Firth puts his leap forward this season down to working with performance coach Duncan McCarthy, of Ignite Sports – a fellow Moortown member – and golf coach Dan Seaman, of Leeds Golf Centre.

“Duncan does all my scheduling, and helps me mentally and with the performance side of my game, while Dan deals with the technical side of my swing,” he said.

“I started with Duncan off the course in January and have been working with Dan since October last year.

“It is through a combination of working with them that my game has improved.”

The 19-year-old says one of his biggest problems was an ineffectual practice regime, which McCarthy has dealt with.

“ I was going down the range and practising for five hours, but I would come back and I hadn’t learned anything,” he said.

“I have reduced my practice time this year, but it’s more specific on a daily basis – it is all planned out.

“My routine now covers every aspect of my game, I’m not just going down and doing the same things every time.”

The improved mental side of his game proved beneficial going into the Moortown Masters finale.

“I think I missed five greens (in regulation) over two rounds, which isn’t bad round Moortown,” he said.

“Phil struggled for a bit of it and I thought ‘if I keep going I can do something here’, but he just hung on.

“Even if I’d won he would have beaten me by six points still for the Order of Merit.”

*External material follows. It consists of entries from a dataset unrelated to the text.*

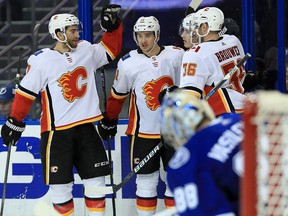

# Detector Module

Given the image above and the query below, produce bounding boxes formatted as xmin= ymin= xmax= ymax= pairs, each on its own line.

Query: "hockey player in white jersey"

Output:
xmin=1 ymin=5 xmax=122 ymax=216
xmin=160 ymin=89 xmax=243 ymax=216
xmin=179 ymin=7 xmax=246 ymax=115
xmin=98 ymin=16 xmax=184 ymax=216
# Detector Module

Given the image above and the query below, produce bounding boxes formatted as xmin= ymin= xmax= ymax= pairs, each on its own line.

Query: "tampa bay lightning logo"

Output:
xmin=169 ymin=147 xmax=190 ymax=169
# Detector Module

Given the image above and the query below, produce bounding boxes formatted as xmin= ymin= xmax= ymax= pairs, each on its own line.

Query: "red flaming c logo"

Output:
xmin=142 ymin=76 xmax=174 ymax=111
xmin=57 ymin=67 xmax=87 ymax=103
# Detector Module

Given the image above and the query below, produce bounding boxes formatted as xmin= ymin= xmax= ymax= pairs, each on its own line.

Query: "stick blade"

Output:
xmin=85 ymin=186 xmax=114 ymax=197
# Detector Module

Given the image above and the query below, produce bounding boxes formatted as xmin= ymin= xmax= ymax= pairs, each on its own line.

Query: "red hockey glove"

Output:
xmin=158 ymin=85 xmax=178 ymax=104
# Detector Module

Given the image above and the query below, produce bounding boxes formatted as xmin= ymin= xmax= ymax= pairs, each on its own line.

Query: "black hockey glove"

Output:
xmin=1 ymin=116 xmax=26 ymax=146
xmin=98 ymin=115 xmax=118 ymax=140
xmin=100 ymin=4 xmax=121 ymax=32
xmin=158 ymin=85 xmax=178 ymax=104
xmin=243 ymin=70 xmax=258 ymax=92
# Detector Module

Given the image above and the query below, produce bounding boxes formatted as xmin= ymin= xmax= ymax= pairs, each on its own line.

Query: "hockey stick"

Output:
xmin=0 ymin=47 xmax=24 ymax=216
xmin=205 ymin=53 xmax=251 ymax=100
xmin=0 ymin=143 xmax=12 ymax=216
xmin=86 ymin=142 xmax=163 ymax=194
xmin=101 ymin=66 xmax=116 ymax=216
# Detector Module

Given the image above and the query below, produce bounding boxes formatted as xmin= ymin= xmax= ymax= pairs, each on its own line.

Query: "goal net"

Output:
xmin=241 ymin=91 xmax=288 ymax=216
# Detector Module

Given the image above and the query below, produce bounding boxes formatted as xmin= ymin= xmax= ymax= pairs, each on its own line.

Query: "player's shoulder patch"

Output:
xmin=169 ymin=146 xmax=190 ymax=169
xmin=33 ymin=50 xmax=43 ymax=56
xmin=121 ymin=53 xmax=131 ymax=61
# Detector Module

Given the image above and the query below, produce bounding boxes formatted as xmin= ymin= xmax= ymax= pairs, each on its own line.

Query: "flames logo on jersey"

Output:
xmin=142 ymin=76 xmax=174 ymax=111
xmin=57 ymin=67 xmax=87 ymax=103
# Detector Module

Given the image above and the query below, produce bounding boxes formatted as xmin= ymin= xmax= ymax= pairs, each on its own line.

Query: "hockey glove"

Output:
xmin=1 ymin=116 xmax=26 ymax=146
xmin=98 ymin=117 xmax=118 ymax=140
xmin=158 ymin=85 xmax=178 ymax=104
xmin=243 ymin=70 xmax=258 ymax=92
xmin=100 ymin=4 xmax=121 ymax=32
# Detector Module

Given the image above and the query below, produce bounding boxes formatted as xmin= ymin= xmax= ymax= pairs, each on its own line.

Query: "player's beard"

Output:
xmin=139 ymin=43 xmax=156 ymax=55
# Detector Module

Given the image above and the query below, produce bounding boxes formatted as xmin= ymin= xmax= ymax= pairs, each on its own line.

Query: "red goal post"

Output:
xmin=241 ymin=91 xmax=288 ymax=216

Firth made it in as a last-minute reserve in the English amateur championship and progressing to the match play stages meant he could not compete in the Cobble Hall Scratch, which Tomkinson won.

“He won at Cobble Hall when the English amateur was on, but I learned so much from it that I don’t really mind,” said Firth, who has been invited to train with Yorkshire’s county coaching team during the winter.

“I would say my ultimate aim is to be a touring professional, but I’ll stay an amateur for the next couple of years and play more national stuff.

“At the start of year I started studying (to become a PGA assistant professional), but now I’ve decided to leave that a couple of years to concentrate on playing.

“Since I’ve been working with Dan and Duncs I’ve come down rapidly this year so I’m going to do national stuff instead. I wasn’t low enough before.

“At the English I was 75th reserve and I got in, off 1.1, at seven o’clock in the morning – and I was on the tee at eight.”

He is looking forward to joining the Yorkshire coaching system, which will focus on the short game.

He hopes to build on the work he has done in this area with McCarthy.

“With Duncan’s help I’ve got distances all charted out and I’ve got clubs for every single yardage, so I don’t have to think about it when I set up to the ball,” he said.